However, the possibility of causing dielectric breakdown has not been solved.

In addition, since the lightning conductor (104) is used as the lightning conductor, the surge impedance is relatively high,
There is also a problem that a surge current during a lightning strike is unlikely to flow as in the case of the reinforcing bar (110) and the steel frame.

[0012]

The problem to be solved by the present invention is as follows.
Firstly, there is the development of a lightning arrester that allows the lightning current generated in a building that has been struck by lightning to flow quickly to the ground. Secondly, all equipment installed in the building It is an object of the present invention to develop a lightning protection structure for a building that can equalize potentials to prevent malfunctions of equipment and a burnout of a board during a lightning strike and prevent the human body from being affected.

[0013]

[Claim 1] Claim 1 is based on the lightning protection structure of a building (1) such as a building or condominium according to the present invention and is based on "a lightning rod (2) erected on the building (1)". And an equipotential grounding body (3) with a high dielectric constant buried around the building (1), and a lightning rod installed along the building (1)
(2) and a low surge impedance conductor (4) connecting the equipotential grounding body (3), and the common terminals (5a) to (5d) connected to the equipotential grounding body (3). And a ground terminal box (5) for connecting equipment to the building (1). "

Buildings such as high-rise buildings and high-rise apartments
Common terminal (5) of earth terminal box (5)
Since a) to (5d) are connected to the equipotential grounding body (3) disposed so as to surround the construction surface of the building (1) or the entire surrounding area, the ground terminal box (5) Common terminal (5a)-
The potential of all devices (from the upper level to the lower level) in the building (1) connected to (5d) is equal, no potential difference occurs between any devices, and the high-voltage high-frequency surge current during lightning strikes There is no damage such as burnout of the substrate. A conductor that connects the lightning rod (2) and the grounding body for equipotential (3)
By making (4) a low surge impedance, a high-voltage, high-frequency surge current during a lightning strike can flow instantaneously to the ground, and the equipment (6) to (8) in the building (1) will be The fluctuation of the potential wave head due to the high-frequency high-frequency surge voltage is small and can be converged to a steady value in a short time, so that it is possible to prevent the surge voltage from adversely affecting the devices (6) to (8).

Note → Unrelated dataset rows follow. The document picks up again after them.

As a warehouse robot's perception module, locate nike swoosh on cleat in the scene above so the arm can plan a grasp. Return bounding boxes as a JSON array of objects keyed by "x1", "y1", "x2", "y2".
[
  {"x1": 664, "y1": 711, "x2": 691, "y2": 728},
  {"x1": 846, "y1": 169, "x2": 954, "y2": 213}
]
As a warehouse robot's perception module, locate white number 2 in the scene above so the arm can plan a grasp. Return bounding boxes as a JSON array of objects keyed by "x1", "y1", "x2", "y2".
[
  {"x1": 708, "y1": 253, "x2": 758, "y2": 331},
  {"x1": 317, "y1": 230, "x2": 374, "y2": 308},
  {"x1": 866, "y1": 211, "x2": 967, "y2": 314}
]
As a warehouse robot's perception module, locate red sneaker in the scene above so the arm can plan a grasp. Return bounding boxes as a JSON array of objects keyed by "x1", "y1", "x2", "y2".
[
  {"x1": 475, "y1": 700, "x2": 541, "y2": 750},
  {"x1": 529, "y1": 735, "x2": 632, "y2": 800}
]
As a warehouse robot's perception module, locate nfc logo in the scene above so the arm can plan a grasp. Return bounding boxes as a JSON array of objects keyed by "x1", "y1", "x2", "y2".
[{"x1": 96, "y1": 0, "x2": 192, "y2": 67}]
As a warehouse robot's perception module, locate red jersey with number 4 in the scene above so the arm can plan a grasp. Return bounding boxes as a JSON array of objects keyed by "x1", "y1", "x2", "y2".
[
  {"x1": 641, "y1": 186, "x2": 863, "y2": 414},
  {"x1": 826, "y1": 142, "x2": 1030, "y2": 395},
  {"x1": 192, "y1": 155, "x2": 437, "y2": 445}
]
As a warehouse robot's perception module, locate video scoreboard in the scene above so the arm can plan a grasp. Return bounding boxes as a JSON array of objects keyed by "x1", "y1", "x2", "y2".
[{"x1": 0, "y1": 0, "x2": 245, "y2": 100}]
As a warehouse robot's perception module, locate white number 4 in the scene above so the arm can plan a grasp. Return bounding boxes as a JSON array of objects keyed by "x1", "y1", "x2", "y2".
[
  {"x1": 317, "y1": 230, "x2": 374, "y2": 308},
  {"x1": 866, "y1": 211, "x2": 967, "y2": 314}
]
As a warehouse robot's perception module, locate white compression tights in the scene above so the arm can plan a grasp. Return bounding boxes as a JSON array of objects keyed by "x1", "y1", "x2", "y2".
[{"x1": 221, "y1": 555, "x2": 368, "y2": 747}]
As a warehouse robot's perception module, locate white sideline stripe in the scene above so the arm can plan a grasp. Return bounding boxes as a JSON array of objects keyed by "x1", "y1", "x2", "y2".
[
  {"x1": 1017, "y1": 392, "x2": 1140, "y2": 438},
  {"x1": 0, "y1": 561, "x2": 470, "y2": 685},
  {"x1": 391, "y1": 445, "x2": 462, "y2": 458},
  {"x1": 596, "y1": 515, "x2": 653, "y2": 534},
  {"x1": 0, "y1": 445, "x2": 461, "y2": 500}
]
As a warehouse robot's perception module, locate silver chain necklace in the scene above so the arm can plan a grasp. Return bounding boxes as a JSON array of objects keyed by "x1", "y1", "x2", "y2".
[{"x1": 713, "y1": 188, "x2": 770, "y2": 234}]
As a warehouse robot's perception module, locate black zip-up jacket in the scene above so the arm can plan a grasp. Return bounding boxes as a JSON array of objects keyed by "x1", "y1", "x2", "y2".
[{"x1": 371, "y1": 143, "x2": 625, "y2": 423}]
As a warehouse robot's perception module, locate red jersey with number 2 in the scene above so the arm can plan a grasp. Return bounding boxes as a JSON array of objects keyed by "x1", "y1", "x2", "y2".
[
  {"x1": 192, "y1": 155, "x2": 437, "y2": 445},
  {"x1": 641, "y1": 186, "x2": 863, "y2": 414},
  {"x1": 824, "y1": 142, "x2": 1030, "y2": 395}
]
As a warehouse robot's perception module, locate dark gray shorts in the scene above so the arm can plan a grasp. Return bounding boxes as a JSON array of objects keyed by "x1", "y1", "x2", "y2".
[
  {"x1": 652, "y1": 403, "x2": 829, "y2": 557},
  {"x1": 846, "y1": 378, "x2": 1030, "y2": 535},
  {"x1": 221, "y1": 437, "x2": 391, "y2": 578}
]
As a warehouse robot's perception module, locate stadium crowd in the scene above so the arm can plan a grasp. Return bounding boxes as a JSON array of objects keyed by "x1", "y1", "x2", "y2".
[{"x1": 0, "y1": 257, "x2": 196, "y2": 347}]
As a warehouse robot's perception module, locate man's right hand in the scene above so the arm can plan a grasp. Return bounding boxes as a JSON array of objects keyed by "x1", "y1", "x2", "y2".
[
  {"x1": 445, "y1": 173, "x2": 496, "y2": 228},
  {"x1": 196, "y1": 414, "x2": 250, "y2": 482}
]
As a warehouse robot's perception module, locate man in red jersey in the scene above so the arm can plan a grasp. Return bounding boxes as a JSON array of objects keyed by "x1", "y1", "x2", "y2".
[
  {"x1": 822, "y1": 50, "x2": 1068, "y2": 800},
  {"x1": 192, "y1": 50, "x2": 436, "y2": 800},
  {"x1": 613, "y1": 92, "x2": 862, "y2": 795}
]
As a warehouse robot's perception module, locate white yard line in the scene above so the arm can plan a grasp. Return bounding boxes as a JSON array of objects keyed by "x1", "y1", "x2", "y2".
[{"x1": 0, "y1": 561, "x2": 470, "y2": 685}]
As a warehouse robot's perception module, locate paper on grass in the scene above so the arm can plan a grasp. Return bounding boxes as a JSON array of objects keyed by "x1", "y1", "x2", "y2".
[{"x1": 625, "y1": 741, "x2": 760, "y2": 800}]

Claim 2 relates to an improvement of Claim 1 by describing a lightning rod (2) erected on the building (1) and buried so as to surround the construction surface of the building (1) or its periphery. Grounded body for equipotential (3) having a high dielectric constant and a low surge impedance conductor that is arranged along the building (1) and connects the lightning rod (2) and the grounded body for equipotential (3) Body (4), a ground terminal box (5) for equipment connection of the building (1) having common terminals (5a) to (5d) connected to the equipotential grounding body (3),
And a deep hitting electrode (20) buried in the ground connected to the equipotential grounding body (3). "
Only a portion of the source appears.